Another, similar effort is the new 30-second spot from Brita, the water filter maker. This little ad sneaks right up on us with a woman in bed and her alarm clock going off. Words appear on the screen, innocently remarking on what is portrayed as ending: 9 hours of sleep. Then, every image fades from the picture except the plastic bottle on the nightstand next to the alarm clock, unnoticed until it is the only image remaining and punctuated with the words forever in a landfill.

Now we might think, nice – take that you plastic bottle makers. But have we separated ourselves from all the bottles in our cupboards and fridges sufficiently to acquiesce so easily? The nod slips the bounds of seriousness and ad folly without a flinch. Preservation of the planet as amusing anecdote or snide afterthought is being tacked onto everything as a secondary benefit to buying, a practice that furthers our disconnect from the reality surrounding us and the preferred Brita/Mac world. Suddenly confronted with our better selves (in the form of ethical products) we have a choice.

How this choice differs from those we’ve been making up to now, I’m not so sure. For some time it has been difficult to conceive of the damage being done to the planet on our behalf. Our relative distance separates the consequences – even of the dip in oil prices – from that of their origins. We revel in murky leaps of faith about what might affect us and when, or the power of technology to ultimately save us, all the while enabling a miraculous ability to disassociate ourselves from our actions.
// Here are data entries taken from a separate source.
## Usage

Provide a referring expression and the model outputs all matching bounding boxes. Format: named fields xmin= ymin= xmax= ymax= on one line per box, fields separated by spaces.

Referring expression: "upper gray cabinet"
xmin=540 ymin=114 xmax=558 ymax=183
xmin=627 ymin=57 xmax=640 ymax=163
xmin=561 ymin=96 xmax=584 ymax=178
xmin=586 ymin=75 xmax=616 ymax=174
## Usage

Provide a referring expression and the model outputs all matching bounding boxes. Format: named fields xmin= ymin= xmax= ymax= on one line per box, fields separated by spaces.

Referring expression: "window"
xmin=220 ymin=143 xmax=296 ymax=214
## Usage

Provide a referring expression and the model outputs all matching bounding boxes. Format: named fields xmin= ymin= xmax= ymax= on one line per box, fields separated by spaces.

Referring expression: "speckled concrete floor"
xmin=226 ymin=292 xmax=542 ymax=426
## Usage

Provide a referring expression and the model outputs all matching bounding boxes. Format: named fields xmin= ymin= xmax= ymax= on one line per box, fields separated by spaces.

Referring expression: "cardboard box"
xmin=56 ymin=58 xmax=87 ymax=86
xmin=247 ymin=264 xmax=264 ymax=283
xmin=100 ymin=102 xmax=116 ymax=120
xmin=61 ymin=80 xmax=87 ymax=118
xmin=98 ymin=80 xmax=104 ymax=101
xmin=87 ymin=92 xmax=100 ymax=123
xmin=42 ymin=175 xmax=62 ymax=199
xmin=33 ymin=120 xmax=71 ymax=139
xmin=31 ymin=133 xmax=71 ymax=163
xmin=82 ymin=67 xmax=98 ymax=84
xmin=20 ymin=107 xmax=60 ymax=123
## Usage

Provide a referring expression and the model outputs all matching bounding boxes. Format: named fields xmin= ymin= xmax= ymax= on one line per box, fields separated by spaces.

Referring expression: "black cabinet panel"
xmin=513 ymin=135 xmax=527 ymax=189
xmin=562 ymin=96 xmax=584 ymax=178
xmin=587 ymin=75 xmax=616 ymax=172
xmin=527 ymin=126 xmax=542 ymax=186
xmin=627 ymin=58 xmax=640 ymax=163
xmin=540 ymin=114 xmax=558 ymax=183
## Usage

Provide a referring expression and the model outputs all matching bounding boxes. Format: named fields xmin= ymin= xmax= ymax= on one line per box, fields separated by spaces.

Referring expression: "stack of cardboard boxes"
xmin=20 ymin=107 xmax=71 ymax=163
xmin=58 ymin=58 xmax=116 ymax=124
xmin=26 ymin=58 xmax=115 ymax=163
The belief in indirect effects seems to be a subset of the green advertising formula. We need to expel an already suspended disbelief about where our water comes from and how much energy is required to make our laptops to begin to see a way out of this mess using your product here. The profound disconnect we have created between the way we live and what it takes to support it forms critical, if convenient, feedback loops. By the ways we entertain ourselves, the ways many of us work, we reduce the concern about climate change to what we can manage on our terms. Our continued ambivalence about where the plastics go when the recycling bin comes back empty – much less about how they got on the shelf in the first place – is left to imaginations long succored by zapping spacemen on frozen tundra.

And then as with the Apple ads, there are signs that we’re coming around. It’s increasingly common place to think about percentages of recyclable aluminum and arsenic-free glass, and it should be, given what we rely on for information and signifiers. Our products matter to us and, for better or worse, we dole out loyalty in the language of branding.

But play it out. A marketing edge to our coming around ends up where? Suspended over the gap between what we know and how we live, we are open to manipulation, even and especially by the products we love. At some point these two need to converge to begin making sense long-term. Just as we cannot absolve ourselves by the purchase of any product, we can turn our amusement with self-preservation into a working model. It may feel like two parts seriousness to one part play at first, but our knack for detachment can be extended to reuse, repurpose and scaling down. After all, no particular form of play is as compelling as work.